B) Incident / ITSM Platforms

- Strong working knowledge of ServiceNow (Incident, Problem, Change, Knowledge, CMDB) or equivalent ITSM tools.
- Experience designing workflows, SLAs/OLAs, routing rules, and automation integrations.

C) Infrastructure & Platform Breadth

- Solid understanding across:
- Windows/Linux administration basics
- Network fundamentals (DNS, DHCP, TCP/IP, routing, load balancers, firewalls)
- Compute/virtualization (VMware/Hyper-V) and storage concepts
- Databases fundamentals (SQL/Oracle, replication, performance symptoms)
- Cloud fundamentals and operational support for AWS/Azure/GCP:
- IAM basics, networking (VPC/VNet), scaling, logging/monitoring, common failure patterns.

D) Automation & Scripting (Good to Have / Preferred)

- Scripting knowledge: PowerShell / Python / Bash
- Familiarity with automation tools: Ansible, Terraform, CI/CD operational workflows.
- Ability to create/maintain runbook automation and self-healing patterns.

E) Security & Resilience (Preferred)

- Awareness of security operations touchpoints: DDoS symptoms, certificate expiries, IAM issues, endpoint/EDR alerts.
- Familiarity with BCP/DR processes, failover testing, and resilience design collaboration.

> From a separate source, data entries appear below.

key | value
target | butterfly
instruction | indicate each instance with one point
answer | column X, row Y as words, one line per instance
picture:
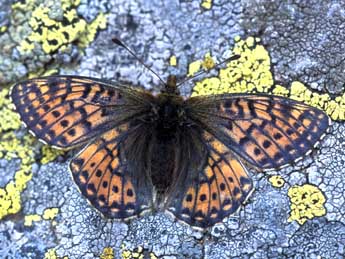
column 144, row 151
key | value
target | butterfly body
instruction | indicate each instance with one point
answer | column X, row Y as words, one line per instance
column 182, row 155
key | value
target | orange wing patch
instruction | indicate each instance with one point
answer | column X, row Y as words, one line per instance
column 217, row 192
column 102, row 175
column 66, row 111
column 267, row 131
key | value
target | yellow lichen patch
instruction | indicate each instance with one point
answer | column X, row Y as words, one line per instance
column 194, row 67
column 51, row 254
column 108, row 253
column 3, row 29
column 53, row 34
column 11, row 147
column 208, row 62
column 173, row 61
column 136, row 253
column 277, row 181
column 153, row 256
column 335, row 108
column 206, row 4
column 49, row 154
column 30, row 219
column 307, row 201
column 50, row 213
column 8, row 118
column 249, row 73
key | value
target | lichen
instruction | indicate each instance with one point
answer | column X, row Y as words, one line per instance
column 49, row 154
column 11, row 147
column 173, row 61
column 307, row 201
column 206, row 4
column 108, row 253
column 51, row 254
column 251, row 73
column 137, row 253
column 56, row 33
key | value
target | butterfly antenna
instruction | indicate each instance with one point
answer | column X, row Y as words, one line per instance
column 234, row 57
column 121, row 44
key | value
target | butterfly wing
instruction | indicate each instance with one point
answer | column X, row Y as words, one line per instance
column 65, row 111
column 213, row 191
column 266, row 131
column 111, row 183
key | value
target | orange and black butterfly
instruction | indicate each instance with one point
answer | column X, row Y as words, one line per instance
column 144, row 151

F) ITIL / Process Expectations

- Strong ITIL understanding across Incident, Problem, Change, Knowledge, and Service Level Management.
- Ability to implement governance around:
- Change risk assessment, change windows, incident-change correlation
- RCA quality, action item tracking, and effectiveness validation

Qualifications

- Bachelor’s degree in computer science / IT / Engineering or equivalent experience.
- ITIL v4 Foundation (preferred).
- Cloud certifications (preferred): AWS/Azure fundamentals or associate level.
- Experience in enterprise production environments with stringent availability requirements.

Success Metrics / KPIs

- Reduced MTTD and MTTR for P1/P2 incidents.
- Improved SLA compliance and reduction in escalation breaches.
- Reduced repeat incidents via problem management and preventive actions.
- Improved alert quality: lower false positives, better signal-to-noise ratio.
- Strong PIR/RCA compliance: on-time RCAs with measurable preventive outcomes.
- Improved NOC operational maturity: SOP adherence, shift handover quality, audit readiness.

Nice-to-Have Industry Contexts

- Transportation / financial services / healthcare / e-commerce / SaaS environments with high availability targets.
- Experience supporting microservices, Kubernetes, and distributed systems.